Downstate Transit and Broader Equity Concerns
While much of the attention centered on the Chicago region, testimony at the hearing emphasized that transit challenges are statewide. Downstate transit systems face their own funding squeezes: their reliance on shrinking sales tax bases and rising service costs make them vulnerable if state support is reduced. Witnesses stressed that any new revenue or governance scheme should ensure that downstate operators are not left with limited resources or inferior service. Community groups and labor coalitions have called on the General Assembly to include rural and small-urban transit in any reform package and guard against widening service disparities.
Choices Before the General Assembly
The hearing illuminated the difficult trade-offs awaiting lawmakers.

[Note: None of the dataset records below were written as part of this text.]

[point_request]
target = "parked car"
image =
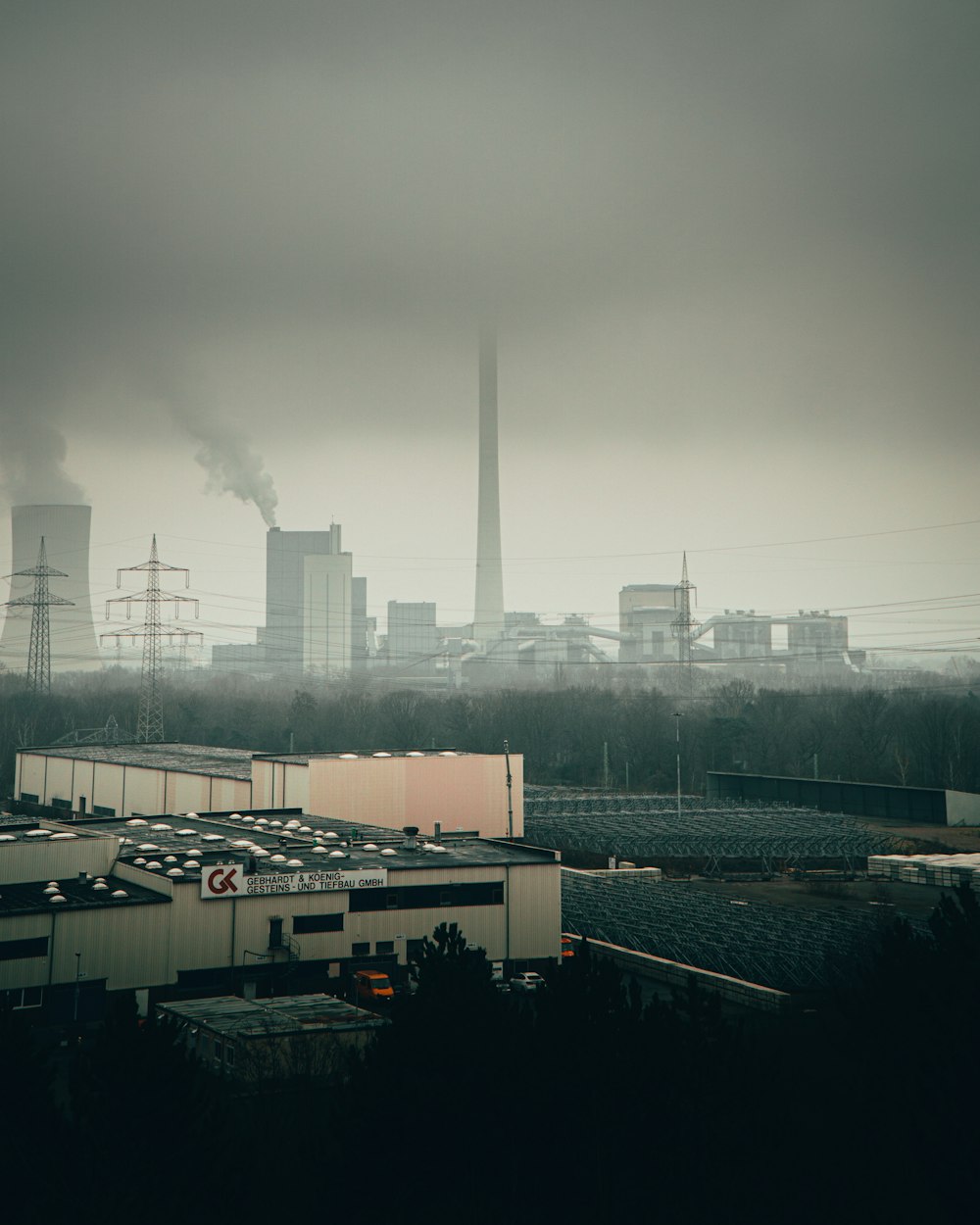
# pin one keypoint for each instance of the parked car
(527, 981)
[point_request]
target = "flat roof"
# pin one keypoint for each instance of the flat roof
(368, 755)
(28, 897)
(186, 759)
(231, 1017)
(294, 842)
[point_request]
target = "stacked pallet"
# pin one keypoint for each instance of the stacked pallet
(947, 871)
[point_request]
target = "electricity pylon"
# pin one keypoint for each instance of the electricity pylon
(39, 652)
(684, 625)
(150, 720)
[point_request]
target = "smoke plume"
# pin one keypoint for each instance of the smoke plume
(233, 466)
(32, 462)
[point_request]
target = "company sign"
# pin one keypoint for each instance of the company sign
(230, 881)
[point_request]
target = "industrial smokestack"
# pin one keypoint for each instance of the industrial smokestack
(73, 635)
(488, 617)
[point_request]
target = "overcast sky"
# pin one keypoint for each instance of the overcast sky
(731, 249)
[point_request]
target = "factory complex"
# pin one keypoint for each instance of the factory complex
(249, 905)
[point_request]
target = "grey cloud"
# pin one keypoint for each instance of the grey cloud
(774, 202)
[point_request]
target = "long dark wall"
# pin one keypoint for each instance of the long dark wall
(920, 805)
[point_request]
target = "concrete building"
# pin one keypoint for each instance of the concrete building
(647, 612)
(201, 906)
(388, 789)
(743, 635)
(317, 612)
(413, 637)
(73, 636)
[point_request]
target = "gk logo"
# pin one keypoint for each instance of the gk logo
(221, 880)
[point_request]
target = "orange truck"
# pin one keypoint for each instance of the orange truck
(373, 988)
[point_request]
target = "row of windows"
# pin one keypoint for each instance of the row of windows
(16, 950)
(424, 897)
(23, 998)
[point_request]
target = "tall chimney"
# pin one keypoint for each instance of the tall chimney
(488, 617)
(73, 635)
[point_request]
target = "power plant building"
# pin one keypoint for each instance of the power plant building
(67, 530)
(317, 612)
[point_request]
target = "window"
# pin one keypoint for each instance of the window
(305, 925)
(425, 897)
(24, 998)
(16, 950)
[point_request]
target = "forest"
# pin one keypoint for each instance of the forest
(621, 736)
(576, 1105)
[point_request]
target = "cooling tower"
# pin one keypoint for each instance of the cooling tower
(488, 620)
(73, 635)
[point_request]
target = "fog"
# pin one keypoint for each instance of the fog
(730, 250)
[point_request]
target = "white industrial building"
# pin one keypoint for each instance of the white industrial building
(197, 906)
(417, 788)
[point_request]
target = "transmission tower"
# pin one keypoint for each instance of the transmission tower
(150, 720)
(684, 625)
(39, 652)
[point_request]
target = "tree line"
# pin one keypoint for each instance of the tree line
(576, 1105)
(620, 736)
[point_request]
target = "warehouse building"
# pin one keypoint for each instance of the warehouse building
(390, 789)
(253, 905)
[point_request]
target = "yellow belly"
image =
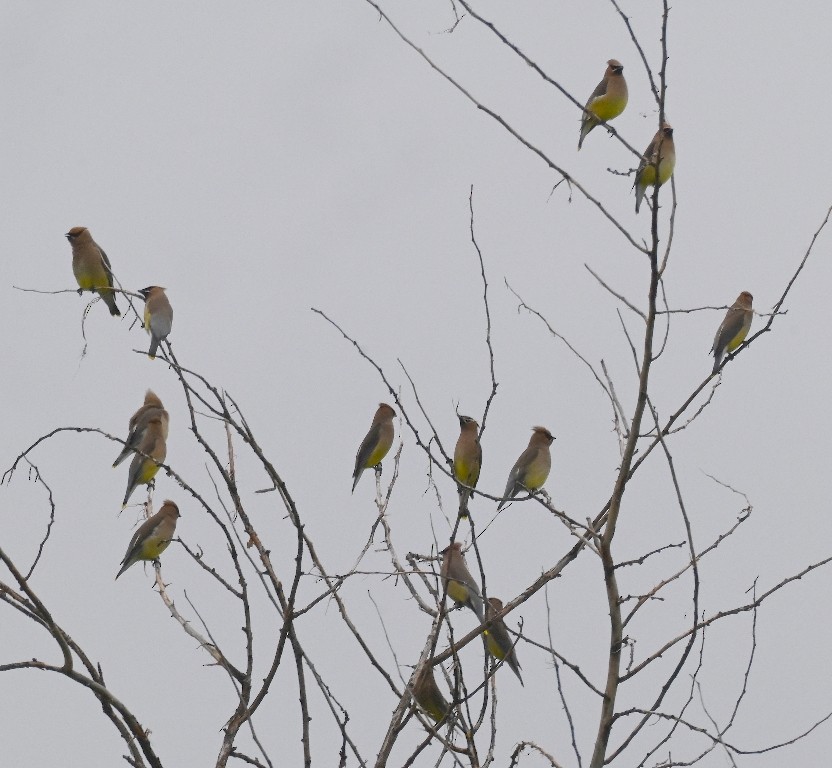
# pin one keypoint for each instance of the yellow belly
(606, 108)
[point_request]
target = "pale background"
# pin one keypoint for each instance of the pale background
(259, 159)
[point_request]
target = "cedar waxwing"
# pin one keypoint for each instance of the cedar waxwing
(158, 316)
(607, 100)
(661, 152)
(734, 328)
(152, 537)
(428, 696)
(376, 443)
(532, 468)
(467, 460)
(498, 640)
(152, 408)
(91, 267)
(142, 468)
(462, 587)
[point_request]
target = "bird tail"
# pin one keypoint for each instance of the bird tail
(110, 300)
(639, 194)
(464, 496)
(586, 127)
(125, 452)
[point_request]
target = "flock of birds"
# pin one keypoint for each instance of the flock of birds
(148, 427)
(531, 469)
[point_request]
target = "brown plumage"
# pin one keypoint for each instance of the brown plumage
(151, 409)
(150, 452)
(467, 460)
(152, 537)
(428, 696)
(158, 316)
(607, 101)
(91, 267)
(531, 470)
(734, 328)
(376, 442)
(462, 586)
(661, 154)
(499, 642)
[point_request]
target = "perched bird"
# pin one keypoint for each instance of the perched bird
(467, 460)
(91, 267)
(662, 153)
(158, 316)
(151, 409)
(462, 587)
(376, 443)
(532, 468)
(152, 537)
(144, 468)
(497, 638)
(428, 696)
(607, 100)
(733, 329)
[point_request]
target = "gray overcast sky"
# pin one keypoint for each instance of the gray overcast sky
(259, 159)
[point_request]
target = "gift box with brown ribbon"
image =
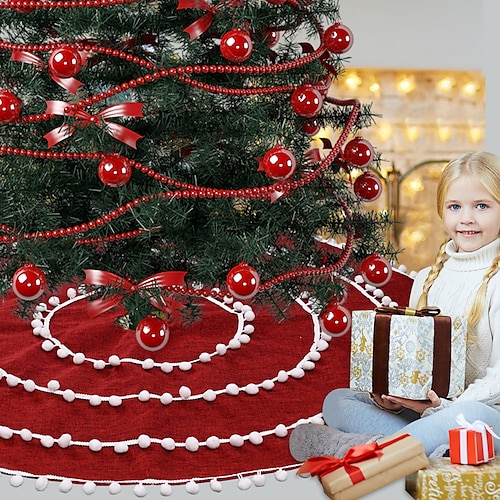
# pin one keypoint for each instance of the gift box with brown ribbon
(366, 468)
(405, 352)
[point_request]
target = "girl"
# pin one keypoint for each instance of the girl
(464, 277)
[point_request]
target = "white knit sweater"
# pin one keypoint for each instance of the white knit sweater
(453, 292)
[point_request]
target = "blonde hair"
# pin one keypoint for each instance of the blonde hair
(485, 167)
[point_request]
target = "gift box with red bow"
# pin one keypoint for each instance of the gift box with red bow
(471, 443)
(393, 352)
(366, 468)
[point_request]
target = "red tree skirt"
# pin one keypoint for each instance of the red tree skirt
(57, 407)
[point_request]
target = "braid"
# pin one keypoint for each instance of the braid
(477, 307)
(441, 258)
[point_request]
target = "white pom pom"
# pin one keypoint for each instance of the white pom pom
(144, 441)
(115, 401)
(166, 490)
(79, 358)
(205, 357)
(95, 445)
(236, 440)
(216, 485)
(26, 435)
(213, 442)
(192, 444)
(95, 400)
(244, 483)
(168, 444)
(121, 447)
(140, 490)
(114, 488)
(281, 475)
(29, 385)
(232, 389)
(192, 488)
(65, 486)
(144, 396)
(16, 480)
(41, 483)
(252, 389)
(185, 392)
(148, 364)
(166, 398)
(209, 395)
(255, 438)
(89, 488)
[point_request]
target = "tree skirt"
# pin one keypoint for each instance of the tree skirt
(82, 402)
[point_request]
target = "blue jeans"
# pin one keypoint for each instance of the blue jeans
(355, 412)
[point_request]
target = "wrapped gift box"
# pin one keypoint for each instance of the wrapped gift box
(444, 480)
(356, 475)
(472, 443)
(394, 353)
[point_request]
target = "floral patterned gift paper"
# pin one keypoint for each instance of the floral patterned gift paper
(444, 480)
(411, 349)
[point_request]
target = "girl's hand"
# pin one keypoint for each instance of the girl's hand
(419, 406)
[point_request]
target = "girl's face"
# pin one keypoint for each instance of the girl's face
(470, 214)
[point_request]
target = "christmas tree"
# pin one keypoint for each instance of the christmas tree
(162, 151)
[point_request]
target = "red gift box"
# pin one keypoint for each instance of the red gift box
(471, 444)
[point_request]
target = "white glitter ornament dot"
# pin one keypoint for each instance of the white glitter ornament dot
(65, 486)
(166, 398)
(144, 396)
(95, 400)
(140, 490)
(114, 488)
(16, 480)
(89, 488)
(79, 358)
(192, 444)
(95, 445)
(216, 485)
(185, 392)
(236, 440)
(232, 389)
(168, 444)
(41, 483)
(192, 487)
(213, 442)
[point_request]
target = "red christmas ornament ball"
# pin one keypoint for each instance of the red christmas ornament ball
(236, 45)
(338, 38)
(367, 187)
(307, 101)
(114, 170)
(279, 163)
(28, 282)
(10, 107)
(376, 270)
(152, 333)
(358, 152)
(335, 320)
(243, 281)
(65, 62)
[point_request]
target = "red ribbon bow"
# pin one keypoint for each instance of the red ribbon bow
(321, 466)
(115, 130)
(201, 25)
(70, 84)
(105, 278)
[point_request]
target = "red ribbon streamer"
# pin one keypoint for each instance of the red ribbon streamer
(201, 25)
(321, 466)
(105, 278)
(70, 84)
(115, 130)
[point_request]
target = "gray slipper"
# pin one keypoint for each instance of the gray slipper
(313, 440)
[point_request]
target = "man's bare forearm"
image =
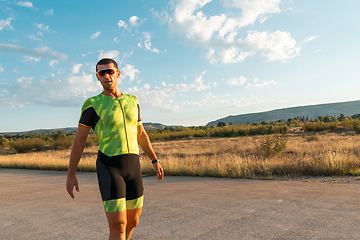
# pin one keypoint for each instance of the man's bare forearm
(145, 144)
(77, 149)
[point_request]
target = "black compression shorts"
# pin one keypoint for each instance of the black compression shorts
(120, 181)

Some of the key issues they must resolve include:
Revenue Sources
Multiple suggestions were floated, including a package of fees or taxes (e.g. delivery surcharge, rideshare fee, real estate transfer tax) that could collectively generate the $1.5 billion annually often cited in reform proposals. Yet concerns remain about the political acceptability of new statewide levies and their economic impacts, especially in less affluent counties.
Representation and Control
How board seats are allocated and the balance between urban, suburban, and rural interests will be critical to ensuring fair influence over decisions, including how new revenue is spent.
Phasing and Transition
Reform advocates have highlighted that a multi-year rollout is necessary: stabilizing current operations, piloting integrated fare and service programs, then scaling more systemic changes.
Safeguards for Smaller Systems
It will be important to build into any legislation protections—such as minimum funding guarantees or proportional allocations—so that smaller transit systems do not suffer under a new statewide or regional governance regime.
What County Officials Should Watch
For ISACo’s members—county executives, board members, and transit partners—several takeaways from the hearing are worth noting:
Counties that lie within the Chicago region or its collar counties will have direct interests in how governance reform is structured, especially around board representation.
Counties outside the metropolitan area should be proactive in ensuring rural or downstate transit systems are included in reforms and not overshadowed by large-system priorities.
Any new revenue model should be evaluated for local economic impacts, fairness, and long-term sustainability.
As legislation moves forward, counties will want to monitor transition plans, implementation timelines, and how resource allocations are phased in.
It is critical to engage with legislators now, to shape reforms in ways that respect local accountability and service needs.
The October 15 hearing made clear that the status quo is unsustainable, and that structural and funding transformations are on the horizon. For counties statewide, these decisions present both risks and opportunities—how the General Assembly crafts policy will matter deeply to local mobility, economic development, and quality of life.